Local illusions to Smyrna in the text:

  • "dead and came to life" - Smyrna had been sacked in ~500 B.C. and since rebuilt. (Wright, Wikipedia)
  • "crown of life" - potentially a reference to Smyrna - the acropolis of Smyrna was at the top of a hill and the architecture used the hill to appear somewhat like a crown. (Wright, Wikipedia)
Why were the Christians in Smyrna poor?
Poverty would have been an issue for Christians because employment was often found through trade guilds, which required participation in pagan activities.  Without participation, money was hard to come by. (Wright)

A final observation:
Nothing negative is said about this church - solely encouragement and praise.

Sunday, December 1, 2013

for the days when I'm terrible at juggling

My life has assumed a frantic pace over the past months, and today it threatens to overwhelm me.  I feel as if I am fielding six million separate conversations relating to social engagements and scheduling.  It's like I'm playing one of those typing games from elementary school where you have to type words before they fall off the cliff.  I'm madly typing and making all sorts of typos as I attempt to keep the words from falling into oblivion.  How is it that I am supposed to manage all of these demands on my time and attention?  I've never been the social butterfly, except maybe in college when I lived with my friends.  I spent high school holed up in my bedroom reading Christian historical fiction and graduate school doing homework and wandering the breathtakingly beautiful hills of Bellingham, WA.  I know scheduling difficulties only as they relate to making sure I leave enough time between work and church commitments for homework.
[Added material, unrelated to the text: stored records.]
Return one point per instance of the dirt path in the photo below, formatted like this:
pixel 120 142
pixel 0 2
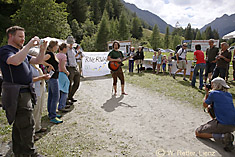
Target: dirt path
pixel 148 122
pixel 142 123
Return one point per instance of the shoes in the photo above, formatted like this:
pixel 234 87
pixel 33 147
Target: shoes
pixel 228 141
pixel 36 155
pixel 67 106
pixel 56 120
pixel 69 103
pixel 36 138
pixel 73 100
pixel 41 130
pixel 58 116
pixel 63 110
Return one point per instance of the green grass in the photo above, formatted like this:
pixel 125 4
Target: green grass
pixel 175 89
pixel 149 55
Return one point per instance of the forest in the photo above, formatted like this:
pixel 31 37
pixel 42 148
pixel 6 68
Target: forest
pixel 92 23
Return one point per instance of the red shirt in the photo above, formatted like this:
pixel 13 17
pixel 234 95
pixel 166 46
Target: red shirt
pixel 200 56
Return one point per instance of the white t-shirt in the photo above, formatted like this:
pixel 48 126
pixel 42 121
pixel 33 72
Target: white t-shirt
pixel 182 55
pixel 71 62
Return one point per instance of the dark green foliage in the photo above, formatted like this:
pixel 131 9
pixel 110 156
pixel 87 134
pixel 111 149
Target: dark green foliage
pixel 43 18
pixel 103 33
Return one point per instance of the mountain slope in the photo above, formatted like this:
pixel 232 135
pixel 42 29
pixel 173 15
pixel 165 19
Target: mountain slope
pixel 224 24
pixel 148 17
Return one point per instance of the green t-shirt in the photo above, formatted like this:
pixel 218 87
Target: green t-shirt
pixel 115 54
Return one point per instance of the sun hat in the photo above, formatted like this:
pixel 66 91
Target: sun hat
pixel 221 81
pixel 70 40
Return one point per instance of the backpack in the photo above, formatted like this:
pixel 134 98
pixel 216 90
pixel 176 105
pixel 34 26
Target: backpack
pixel 176 50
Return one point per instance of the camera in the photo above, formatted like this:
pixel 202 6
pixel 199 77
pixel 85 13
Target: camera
pixel 208 85
pixel 41 42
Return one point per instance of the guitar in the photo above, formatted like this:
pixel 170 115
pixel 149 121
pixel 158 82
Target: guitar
pixel 114 65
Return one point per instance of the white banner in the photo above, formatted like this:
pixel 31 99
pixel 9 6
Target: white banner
pixel 148 63
pixel 95 64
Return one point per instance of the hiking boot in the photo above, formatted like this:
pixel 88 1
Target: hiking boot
pixel 228 141
pixel 56 120
pixel 63 110
pixel 73 100
pixel 58 116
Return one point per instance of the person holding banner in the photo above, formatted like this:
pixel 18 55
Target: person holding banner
pixel 116 56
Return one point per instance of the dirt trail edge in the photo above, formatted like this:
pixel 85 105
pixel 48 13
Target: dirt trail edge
pixel 142 124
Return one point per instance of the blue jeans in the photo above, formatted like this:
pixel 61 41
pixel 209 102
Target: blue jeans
pixel 131 65
pixel 53 97
pixel 218 71
pixel 200 67
pixel 62 101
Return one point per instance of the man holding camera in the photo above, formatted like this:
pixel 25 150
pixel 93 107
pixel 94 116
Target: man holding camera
pixel 223 59
pixel 223 124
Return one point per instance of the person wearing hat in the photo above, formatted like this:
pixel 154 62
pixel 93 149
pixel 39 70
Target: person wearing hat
pixel 116 56
pixel 181 57
pixel 131 60
pixel 221 127
pixel 74 75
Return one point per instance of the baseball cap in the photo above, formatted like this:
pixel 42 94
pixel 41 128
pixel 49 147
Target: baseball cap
pixel 70 40
pixel 221 81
Times have apparently changed.

There are so many people and things in my life that are important to me.  As I have accumulated things and people of importance I have been forced to regiment my life more and more strictly to allow for it all to happen.  Take Tuesday, for example.  Tuesday I work until 5:30, run home to change for teaching piano lessons at 6:00, teach piano lessons until 7:00, run to bible study which I am now always late for since it starts at 7:00.  After bible study I spend a few minutes with my boyfriend and then it's time for bed.  I wake up Wednesday and perform much the same routine again.  Work, visit the assisted living, dinner with friends, time with boyfriend, bed.  Then there are days like Sunday.  Sunday I work and theoretically have the evening free.  Theoretically.  Ha.  Today, for example, I work until 4:15, potentially have a phone date with a friend, potentially hang out with a friend in town depending on when the phone date happens, potentially go to her small group if it all lines up perfectly, then hang out with my boyfriend at 8:30ish, then potentially a skype date with another friend at 10.  Seriously?  This has become my life.  Hour by hour it is regimented to the point of breaking.
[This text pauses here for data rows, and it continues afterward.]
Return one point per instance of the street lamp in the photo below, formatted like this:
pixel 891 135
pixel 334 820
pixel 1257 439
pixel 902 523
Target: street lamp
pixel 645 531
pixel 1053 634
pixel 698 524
And in some ways I like it.  It's nice to not have time to think or breathe sometimes.  I feel productive when it all goes perfectly.  Juggling is fun when all the balls are in the air.  The people I spend time with are important to me and I want to have time for them all.  I value my time with my boyfriend incredibly highly and am not willing to sacrifice it.  But every once in a while it all becomes too much.
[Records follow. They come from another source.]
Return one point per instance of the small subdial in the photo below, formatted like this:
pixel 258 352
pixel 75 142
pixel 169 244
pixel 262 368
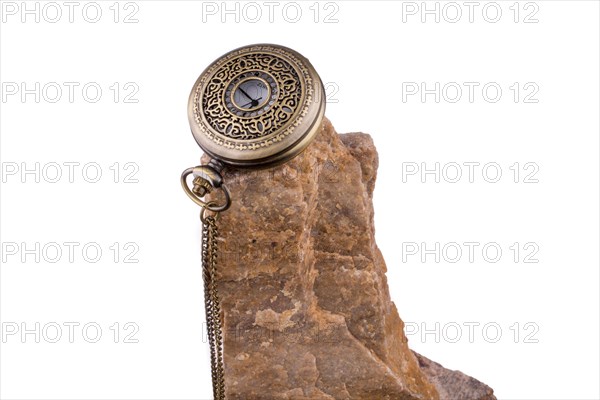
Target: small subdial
pixel 251 94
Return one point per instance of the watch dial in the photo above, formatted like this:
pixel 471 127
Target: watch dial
pixel 250 94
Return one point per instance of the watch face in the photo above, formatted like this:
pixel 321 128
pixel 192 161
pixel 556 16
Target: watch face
pixel 251 94
pixel 256 106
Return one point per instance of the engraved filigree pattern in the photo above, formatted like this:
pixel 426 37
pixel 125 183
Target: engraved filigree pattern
pixel 294 94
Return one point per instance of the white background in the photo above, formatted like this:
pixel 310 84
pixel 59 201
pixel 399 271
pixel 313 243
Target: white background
pixel 368 55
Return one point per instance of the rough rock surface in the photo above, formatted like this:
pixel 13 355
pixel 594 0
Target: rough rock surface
pixel 306 307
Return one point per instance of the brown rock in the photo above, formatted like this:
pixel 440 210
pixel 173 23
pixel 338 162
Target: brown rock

I want to breathe the air.  I want to read and write and think and sing.  I want life to be less about the rat race of making enough money to exist and more about these people in my life who are so important to me.  I started teaching piano lessons a few months ago and I love it, but even those few hours a week I have devoted to teaching means a few hours less to spend with the people I love.

There's nothing to be done, really.  I can't give any of it up.

And so I guess I'll try to get better at juggling.